Some haven’t received them at all yet.

On Monday, Campbell had a stack of notices that had been returned to her office by the post office due to address errors or other delivery issues.

Campbell suggested that property owners who have not received a reappraisal notice call or email her office as soon as possible so they can get the information in time to dispute it if there is an error.

“We want to make sure everyone is reached,” she said.

Owners have until Friday, May 12, for informal appeals of the new value to be heard and processed by the Assessor’s Office.

Campbell said that was the last day they could guarantee that changes could be made. It might be possible the next week, but depends on when the state tells her that they are ready to mail out second notices to properties where adjustments have been made.

The reappraisal numbers generated by the state Division of Property have left some surprised. Some residents report increases in their appraisals by 30 percent or more.

The state bases their appraisals on the real estate markets in each county. Comparable home sales and construction growth over the last few years increased some home values substantially.

Property tax payments may not rise, though.

By state law, the county must collect approximately the same amount of money in a reappraisal year as it did the previous year, barring new construction.
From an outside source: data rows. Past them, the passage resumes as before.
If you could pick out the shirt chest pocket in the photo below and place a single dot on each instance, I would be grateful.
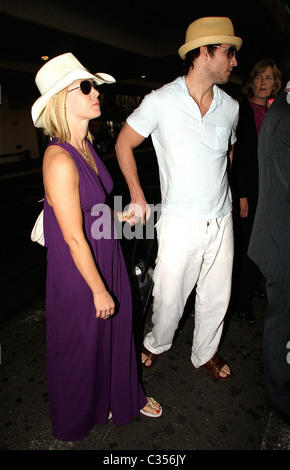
(218, 137)
(222, 138)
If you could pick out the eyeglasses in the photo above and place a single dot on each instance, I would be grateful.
(231, 51)
(85, 87)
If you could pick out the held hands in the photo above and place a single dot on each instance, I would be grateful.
(104, 304)
(141, 211)
(135, 213)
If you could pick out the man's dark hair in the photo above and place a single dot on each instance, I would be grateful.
(192, 55)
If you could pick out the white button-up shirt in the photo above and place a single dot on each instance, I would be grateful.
(191, 149)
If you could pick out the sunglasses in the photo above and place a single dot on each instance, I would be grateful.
(85, 87)
(231, 51)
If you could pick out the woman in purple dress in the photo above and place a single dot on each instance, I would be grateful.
(91, 363)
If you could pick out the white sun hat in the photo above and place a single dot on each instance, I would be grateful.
(57, 74)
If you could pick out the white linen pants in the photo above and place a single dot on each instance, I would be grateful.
(190, 253)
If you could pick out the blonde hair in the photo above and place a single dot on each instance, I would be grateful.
(54, 121)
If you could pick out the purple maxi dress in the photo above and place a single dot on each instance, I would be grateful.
(91, 363)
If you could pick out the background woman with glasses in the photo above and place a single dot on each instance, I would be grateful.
(91, 364)
(263, 84)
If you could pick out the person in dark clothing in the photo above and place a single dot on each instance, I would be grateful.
(269, 247)
(264, 83)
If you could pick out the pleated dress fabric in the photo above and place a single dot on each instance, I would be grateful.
(91, 363)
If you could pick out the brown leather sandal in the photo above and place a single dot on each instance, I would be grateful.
(215, 365)
(151, 356)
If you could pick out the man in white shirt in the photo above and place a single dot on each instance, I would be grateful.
(192, 124)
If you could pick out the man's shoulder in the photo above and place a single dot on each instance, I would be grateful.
(225, 97)
(177, 85)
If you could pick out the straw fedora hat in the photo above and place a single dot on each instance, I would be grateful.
(57, 74)
(209, 30)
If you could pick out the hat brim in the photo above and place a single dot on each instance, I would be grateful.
(189, 46)
(41, 102)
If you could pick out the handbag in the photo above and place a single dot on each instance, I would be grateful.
(37, 234)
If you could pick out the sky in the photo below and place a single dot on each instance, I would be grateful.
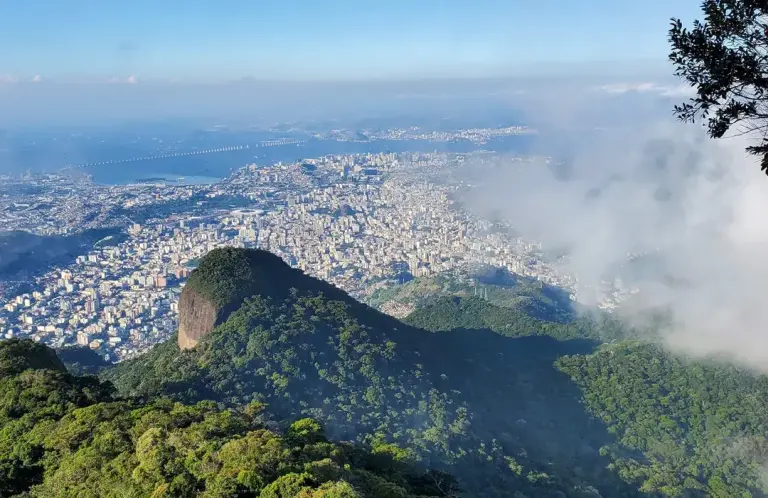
(307, 40)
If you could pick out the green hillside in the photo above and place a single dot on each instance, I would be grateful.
(68, 436)
(683, 428)
(497, 286)
(490, 409)
(508, 403)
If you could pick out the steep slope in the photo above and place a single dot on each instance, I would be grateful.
(496, 285)
(67, 436)
(447, 313)
(490, 408)
(224, 278)
(684, 428)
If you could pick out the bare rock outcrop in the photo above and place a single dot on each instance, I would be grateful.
(197, 317)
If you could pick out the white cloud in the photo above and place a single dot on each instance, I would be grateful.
(130, 80)
(699, 204)
(648, 87)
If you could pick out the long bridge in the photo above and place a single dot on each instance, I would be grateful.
(267, 143)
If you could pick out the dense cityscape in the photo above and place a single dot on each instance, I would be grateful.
(358, 221)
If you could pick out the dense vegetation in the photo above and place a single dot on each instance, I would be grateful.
(683, 428)
(81, 360)
(68, 436)
(492, 410)
(495, 285)
(488, 394)
(723, 59)
(446, 313)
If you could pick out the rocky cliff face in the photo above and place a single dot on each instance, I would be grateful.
(226, 277)
(197, 317)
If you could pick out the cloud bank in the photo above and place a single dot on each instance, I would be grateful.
(694, 207)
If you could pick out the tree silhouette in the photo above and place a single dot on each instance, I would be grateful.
(725, 59)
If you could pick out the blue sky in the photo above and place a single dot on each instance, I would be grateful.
(226, 40)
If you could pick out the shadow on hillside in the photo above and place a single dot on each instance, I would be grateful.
(514, 380)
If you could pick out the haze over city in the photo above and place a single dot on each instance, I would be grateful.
(400, 249)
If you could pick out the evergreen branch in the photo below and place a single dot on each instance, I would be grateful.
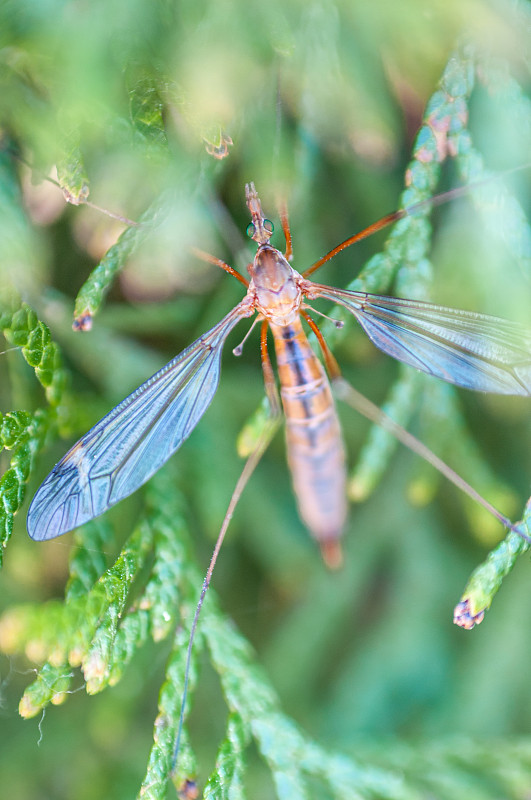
(487, 578)
(93, 292)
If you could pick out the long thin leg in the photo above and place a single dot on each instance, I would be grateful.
(331, 364)
(262, 443)
(219, 263)
(349, 395)
(269, 375)
(438, 200)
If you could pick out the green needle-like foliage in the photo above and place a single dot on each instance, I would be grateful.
(352, 685)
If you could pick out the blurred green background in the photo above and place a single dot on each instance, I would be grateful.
(322, 102)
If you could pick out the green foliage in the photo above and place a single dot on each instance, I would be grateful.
(134, 111)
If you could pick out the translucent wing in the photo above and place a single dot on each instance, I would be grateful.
(472, 350)
(133, 441)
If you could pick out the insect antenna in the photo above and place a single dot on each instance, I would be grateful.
(364, 406)
(219, 263)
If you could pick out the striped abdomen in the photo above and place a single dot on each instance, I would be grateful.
(314, 444)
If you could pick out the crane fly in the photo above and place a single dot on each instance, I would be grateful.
(124, 449)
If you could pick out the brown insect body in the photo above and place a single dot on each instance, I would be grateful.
(315, 451)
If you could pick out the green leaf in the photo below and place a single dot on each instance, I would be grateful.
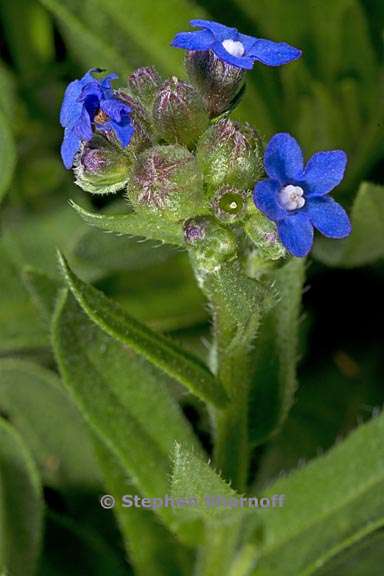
(366, 243)
(330, 504)
(138, 25)
(363, 559)
(276, 354)
(43, 290)
(91, 48)
(134, 225)
(76, 548)
(121, 397)
(161, 351)
(34, 401)
(7, 155)
(21, 506)
(193, 477)
(151, 548)
(29, 34)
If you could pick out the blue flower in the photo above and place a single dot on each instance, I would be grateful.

In 2016, Marshall County collected nearly $17 million.

The state Board of Equalization will present a property tax rate to the County Commission for adoption that would bring in the same amount of revenue.

With the increase in values, the tax rate will drop, with some thinking possibly as low as $2.80 per $1,000. The current county property tax rate is $3.22 per $1,000 of assessed value.

The rate had been $3.09 in 2011, but because the value of property appraisals actually declined during the 2012 reassessment, the state Board of Equalization returned the increase in order to generate the same amount of funding for the county.

For 2016, the estimated value of property in the county was roughly $520,000,000. Campbell said she still expects the final total valuation of the county to rise somewhere between 10 to 15 percent.